Model development journeys that are transparent result in less bias

In sum, overlaying the model development process on the blockchain gives the analytic model its own entity, life, structure, and description. Model development becomes a structured process, at the end of which detailed documentation can be produced to ensure that all elements have gone through the proper review. These elements also can be revisited at any time in the future, providing essential assets for use in model governance. Many of these assets become part of the observability and monitoring requirements when the model is ultimately used, versus having to be discovered or assigned post-development.

In this way, analytic model development and decisioning becomes auditable, a critical factor in making AI technology, and the data scientists that design it, accountable—an essential step in eradicating bias from the analytic models used to make decisions that affect people’s lives.

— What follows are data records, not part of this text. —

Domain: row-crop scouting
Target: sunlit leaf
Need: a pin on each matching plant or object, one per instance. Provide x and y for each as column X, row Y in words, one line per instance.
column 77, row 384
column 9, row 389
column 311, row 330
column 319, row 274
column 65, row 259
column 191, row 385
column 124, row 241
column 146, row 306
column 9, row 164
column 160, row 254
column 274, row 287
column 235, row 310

Scott Zoldi is chief analytics officer at FICO responsible for the analytic development of FICO’s product and technology solutions. While at FICO, Scott has been responsible for authoring more than 110 analytic patents, with 71 granted and 46 pending. Scott is actively involved in the development of new analytic products and big data analytics applications, many of which leverage new streaming analytic innovations such as adaptive analytics, collaborative profiling, and self-calibrating analytics. Scott is most recently focused on the applications of streaming self-learning analytics for real-time detection of cybersecurity attacks. Scott serves on two boards of directors, Software San Diego and Cyber Center of Excellence. Scott received his PhD in theoretical and computational physics from Duke University.